Enfim, depois de tantos choros, ela cresceu e começou a pular de seu berço. Foi o momento em que desmontamos o berço e colocamos o colchão no chão provisoriamente até encontrarmos uma saída.

O que eu mudaria nos berços 

Se eu fizesse parte de algum órgão que fiscaliza berços ou qualquer coisa relacionado à isso, faria minhas mudanças. Mas como sou uma simples mãe, dou minhas dicas:

- berços com grades mais altas que a altura do ombro dos bebês. Motivo: temos crianças com menos de 2 anos que já alcançam a grade para pular. Acredito que ainda é cedo para dormir em uma cama (desculpe minha opinião que é particular);
- grades mais deslizantes para impedir a trava dos pezinhos no momento de subir;
- grades que sejam mais unidas a ponto de não prender braços, pernas ou outra parte do corpo da criança;
- não colocaria grades espaçadas, pois acredito que estas sim facilitam a subida da criança pelo fato de dar a chance de apoio dos pés e mãos enquanto tenta subir na grade;
- colchões com bordas para proteger a cabeça do bebê ao redor do berço e impedir que os pés prendam ou sejam feridos nas grades da cama que ficam expostas de acordo com o modelo do berço
- nada de detalhes nas divisórias do berço. Me refiro aqueles filetes ou pauzinhos que fazem a grade, sabe? (Não me recordo o nome agora).
- os pés do berço também poderiam ter uma forma de serem rebaixados para que, no momento de transformar um berço em cama fique mais adaptado às crianças do que para os adultos;
- aquela parte enorme de alguns berços (a cabeceira da cama e a parte que fica voltada para os pés) também poderiam ser adaptadas em alguma coisa interessante. Digo isso, porque o berço que compramos tinha essas partes que poderiam ser retiradas no momento de transformar berço em cama, mas aí perdiam totalmente a utilidade. Não deu nem para montar outra coisa, como uma caixa, uma mesa.. sei lá... achei um desperdício de material para ficar rolando pela casa sem nenhuma utilidade.

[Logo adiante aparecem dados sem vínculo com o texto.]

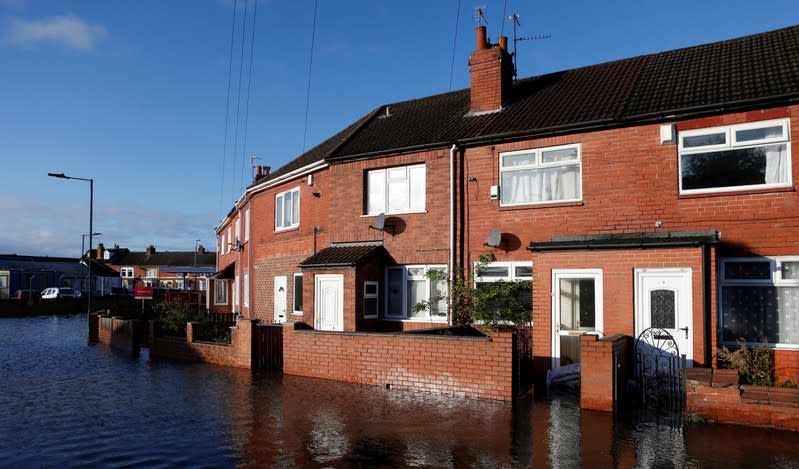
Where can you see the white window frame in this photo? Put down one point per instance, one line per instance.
(280, 202)
(405, 313)
(775, 280)
(220, 286)
(294, 309)
(538, 164)
(385, 181)
(371, 296)
(731, 143)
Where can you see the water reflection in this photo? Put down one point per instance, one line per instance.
(68, 404)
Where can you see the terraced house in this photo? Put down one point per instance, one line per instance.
(652, 191)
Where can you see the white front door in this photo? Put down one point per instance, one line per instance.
(663, 300)
(280, 299)
(329, 303)
(576, 310)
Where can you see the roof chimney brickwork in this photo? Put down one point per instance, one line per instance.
(491, 71)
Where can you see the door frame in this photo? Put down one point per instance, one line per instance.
(318, 279)
(685, 276)
(280, 281)
(599, 296)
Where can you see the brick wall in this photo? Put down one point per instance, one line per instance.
(469, 367)
(715, 395)
(238, 354)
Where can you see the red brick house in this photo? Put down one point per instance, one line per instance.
(652, 191)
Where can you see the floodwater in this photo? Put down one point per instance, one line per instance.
(64, 403)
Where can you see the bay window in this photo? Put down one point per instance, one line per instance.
(759, 301)
(542, 175)
(735, 157)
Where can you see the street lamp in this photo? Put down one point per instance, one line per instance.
(82, 245)
(91, 224)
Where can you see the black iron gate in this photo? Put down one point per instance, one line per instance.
(660, 370)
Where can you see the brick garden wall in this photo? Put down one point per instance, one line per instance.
(715, 395)
(461, 366)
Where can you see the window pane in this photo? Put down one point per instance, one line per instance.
(395, 305)
(563, 154)
(298, 293)
(747, 270)
(519, 159)
(376, 192)
(703, 140)
(417, 292)
(523, 271)
(662, 308)
(790, 270)
(731, 168)
(398, 196)
(751, 313)
(758, 134)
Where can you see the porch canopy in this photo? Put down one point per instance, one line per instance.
(628, 241)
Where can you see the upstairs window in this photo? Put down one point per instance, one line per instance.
(287, 209)
(396, 190)
(542, 175)
(735, 157)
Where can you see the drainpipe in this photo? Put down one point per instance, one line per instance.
(451, 264)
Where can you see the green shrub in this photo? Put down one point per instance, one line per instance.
(754, 365)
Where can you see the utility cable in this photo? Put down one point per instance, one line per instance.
(247, 101)
(227, 108)
(454, 41)
(238, 103)
(308, 90)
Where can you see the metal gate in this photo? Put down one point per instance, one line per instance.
(660, 370)
(268, 347)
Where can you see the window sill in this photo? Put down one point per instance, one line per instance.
(577, 203)
(729, 193)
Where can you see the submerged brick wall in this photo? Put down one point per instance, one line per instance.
(715, 395)
(461, 366)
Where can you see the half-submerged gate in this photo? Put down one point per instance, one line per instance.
(660, 370)
(268, 346)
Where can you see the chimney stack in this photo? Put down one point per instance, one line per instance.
(491, 71)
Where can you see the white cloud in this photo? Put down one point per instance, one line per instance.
(69, 31)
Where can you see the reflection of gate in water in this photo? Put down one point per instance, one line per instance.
(660, 370)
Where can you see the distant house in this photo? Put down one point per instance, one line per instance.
(655, 191)
(176, 270)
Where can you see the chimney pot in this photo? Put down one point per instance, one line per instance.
(482, 39)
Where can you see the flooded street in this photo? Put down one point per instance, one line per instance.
(65, 403)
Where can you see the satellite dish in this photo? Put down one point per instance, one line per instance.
(380, 222)
(494, 238)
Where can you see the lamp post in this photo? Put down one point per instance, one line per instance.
(91, 224)
(82, 245)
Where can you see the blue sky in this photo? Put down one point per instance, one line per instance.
(135, 94)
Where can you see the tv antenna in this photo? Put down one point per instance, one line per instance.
(516, 38)
(479, 15)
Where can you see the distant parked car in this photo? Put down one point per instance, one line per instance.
(26, 294)
(53, 293)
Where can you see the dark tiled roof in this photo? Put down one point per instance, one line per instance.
(731, 75)
(177, 258)
(345, 255)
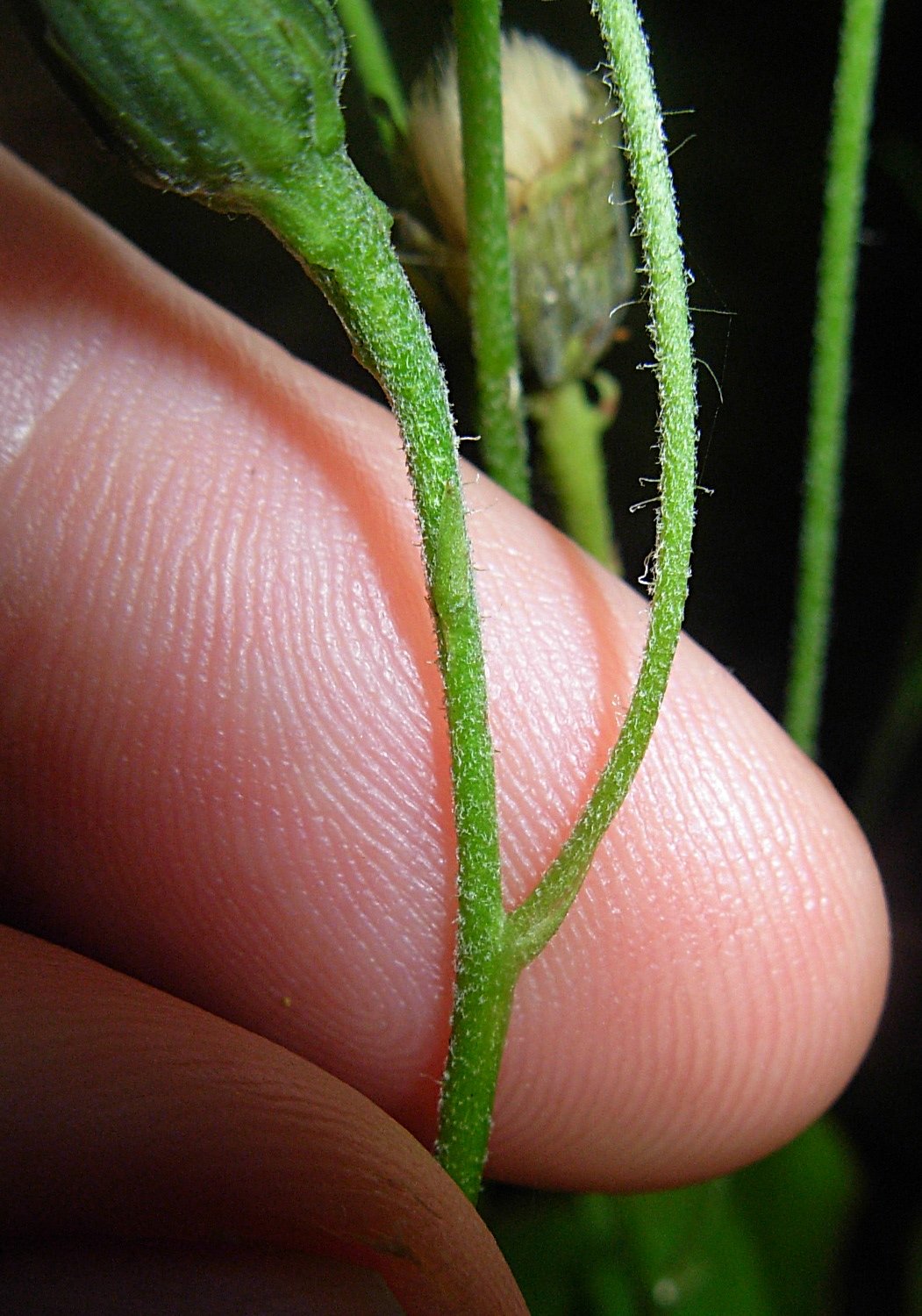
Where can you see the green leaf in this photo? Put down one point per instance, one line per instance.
(797, 1203)
(212, 97)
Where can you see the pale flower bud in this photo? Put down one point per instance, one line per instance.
(568, 229)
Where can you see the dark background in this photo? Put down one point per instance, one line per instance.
(750, 89)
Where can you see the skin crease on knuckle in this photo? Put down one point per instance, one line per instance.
(229, 773)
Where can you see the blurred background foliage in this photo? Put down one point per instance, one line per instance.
(833, 1224)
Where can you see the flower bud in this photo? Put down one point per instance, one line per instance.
(568, 229)
(212, 97)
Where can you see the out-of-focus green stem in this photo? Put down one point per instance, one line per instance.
(829, 387)
(373, 62)
(500, 411)
(569, 434)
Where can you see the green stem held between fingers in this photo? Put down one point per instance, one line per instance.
(500, 411)
(538, 918)
(853, 104)
(249, 120)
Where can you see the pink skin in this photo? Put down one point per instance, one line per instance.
(228, 769)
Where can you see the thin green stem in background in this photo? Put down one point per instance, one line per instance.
(571, 432)
(829, 386)
(500, 411)
(373, 62)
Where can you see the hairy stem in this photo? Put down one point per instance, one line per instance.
(829, 386)
(500, 413)
(373, 62)
(368, 289)
(538, 918)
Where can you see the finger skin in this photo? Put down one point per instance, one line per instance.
(129, 1113)
(228, 768)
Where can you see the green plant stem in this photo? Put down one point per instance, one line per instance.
(569, 434)
(538, 918)
(366, 283)
(373, 62)
(829, 386)
(500, 413)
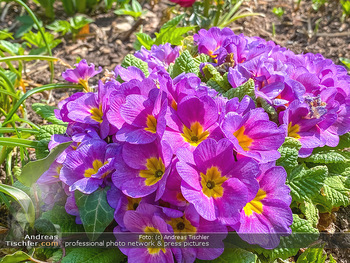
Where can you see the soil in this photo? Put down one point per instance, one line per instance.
(301, 29)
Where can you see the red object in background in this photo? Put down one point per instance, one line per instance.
(184, 3)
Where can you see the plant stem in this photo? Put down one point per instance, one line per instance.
(37, 90)
(36, 21)
(206, 8)
(28, 57)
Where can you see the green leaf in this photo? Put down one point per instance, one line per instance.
(14, 142)
(328, 156)
(42, 149)
(95, 212)
(23, 199)
(131, 60)
(11, 48)
(4, 34)
(302, 235)
(33, 170)
(59, 216)
(37, 39)
(215, 80)
(305, 184)
(46, 112)
(18, 256)
(269, 109)
(231, 255)
(93, 255)
(47, 131)
(331, 259)
(312, 255)
(335, 192)
(289, 154)
(79, 22)
(185, 63)
(45, 227)
(346, 62)
(144, 40)
(202, 58)
(344, 141)
(214, 85)
(248, 88)
(173, 35)
(310, 211)
(58, 26)
(171, 23)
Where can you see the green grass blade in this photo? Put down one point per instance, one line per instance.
(37, 90)
(14, 142)
(36, 21)
(23, 199)
(27, 57)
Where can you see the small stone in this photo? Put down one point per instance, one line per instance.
(123, 26)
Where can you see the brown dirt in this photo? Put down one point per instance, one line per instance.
(300, 29)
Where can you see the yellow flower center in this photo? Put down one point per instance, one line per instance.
(153, 236)
(293, 131)
(151, 124)
(133, 203)
(154, 172)
(255, 205)
(212, 182)
(244, 140)
(182, 225)
(96, 114)
(97, 164)
(195, 135)
(85, 84)
(174, 104)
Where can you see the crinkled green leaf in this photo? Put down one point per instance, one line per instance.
(47, 131)
(131, 60)
(344, 141)
(231, 255)
(59, 216)
(95, 212)
(269, 109)
(214, 85)
(23, 200)
(248, 88)
(335, 192)
(174, 35)
(11, 48)
(45, 227)
(184, 63)
(328, 156)
(310, 211)
(202, 58)
(33, 170)
(18, 256)
(312, 255)
(346, 62)
(331, 259)
(303, 235)
(305, 184)
(46, 112)
(60, 26)
(215, 80)
(144, 40)
(171, 23)
(93, 255)
(289, 154)
(42, 149)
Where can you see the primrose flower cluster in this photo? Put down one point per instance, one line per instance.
(177, 157)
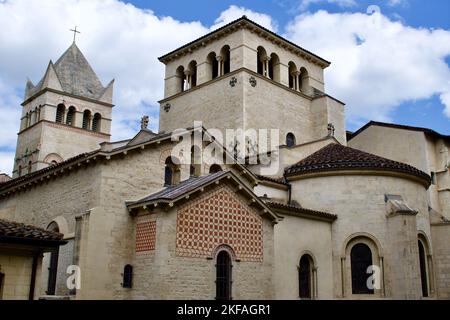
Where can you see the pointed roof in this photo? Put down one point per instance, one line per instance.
(74, 75)
(336, 157)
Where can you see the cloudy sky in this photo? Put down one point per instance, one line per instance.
(390, 58)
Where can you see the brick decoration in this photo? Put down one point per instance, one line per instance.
(219, 218)
(145, 236)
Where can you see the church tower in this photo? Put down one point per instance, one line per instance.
(67, 113)
(243, 76)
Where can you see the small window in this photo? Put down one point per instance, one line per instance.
(2, 281)
(215, 168)
(70, 119)
(223, 276)
(290, 140)
(96, 122)
(305, 277)
(86, 119)
(60, 113)
(127, 276)
(361, 260)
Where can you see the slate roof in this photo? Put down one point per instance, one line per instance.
(75, 75)
(14, 230)
(335, 157)
(301, 210)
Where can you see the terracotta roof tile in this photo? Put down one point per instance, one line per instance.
(336, 157)
(10, 229)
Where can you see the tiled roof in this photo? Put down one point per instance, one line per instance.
(336, 157)
(270, 179)
(14, 230)
(398, 126)
(300, 210)
(173, 192)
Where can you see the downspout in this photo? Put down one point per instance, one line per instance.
(33, 277)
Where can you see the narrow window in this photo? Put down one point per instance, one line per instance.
(86, 119)
(96, 122)
(423, 269)
(361, 260)
(223, 276)
(53, 266)
(70, 118)
(305, 277)
(2, 281)
(290, 140)
(60, 110)
(127, 276)
(215, 168)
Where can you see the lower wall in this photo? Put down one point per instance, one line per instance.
(17, 276)
(441, 254)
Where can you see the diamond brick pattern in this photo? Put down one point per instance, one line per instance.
(145, 236)
(219, 218)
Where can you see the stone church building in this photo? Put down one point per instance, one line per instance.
(363, 215)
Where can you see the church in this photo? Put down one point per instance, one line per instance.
(322, 213)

Os fabricantes poderiam pensar melhor antes de projetar uma coisa para as crianças e para o uso após a troca de fases. Até mesmo para evitar esse exagero de lixo em muitos casos.
Achei aquelas travas que seguram a grave maravilhosas para os pais resgatarem o bebê sem ter de se curvar dentro do berço. Só que tem um contra: a grade deveria ter uma regulagem (segura, é claro) de forma que os pais pudessem utilizá-la mais tarde como encosto lateral da cama após não usar mais o berço como "chiqueirinho". Ou seja, a grade ficaria menor e a criança dormiria em um berço transformado em cama sem correr o risco de rolar para fora do colchão. Tendo a grade reduzida e servindo de apoio do corpo.


Certo dia, Sophia pulou do berço e bateu a cabeça. Me desesperei, pois de acordo com o local da cabeça em que ocorre uma lesão pode causar damos como a perda da visão, fala... enfim! Sabe como é mãe nessas horas? Nessas horas passa um filme em nossa cabeça e imaginamos de tudo em segundos. Mas graças a Deus não foi nada além de um susto e aviso para descartar o berço.

Óbvio que depois de Sophia ter caído, descartei o berço no mesmo dia.

Hoje a  Sophia tem 3 anos e meio e já dorme na cama. Mas os riscos continuam por toda a parte. Essa idade é a fase da imaginação, super-heróis... e por fim, cabelos brancos nos pais.



Espero que essa postagem sirva de alerta para você que vai ter ou tem seu bebê ou que ainda está pensando em montar um quarto para seu (sua) filha (o).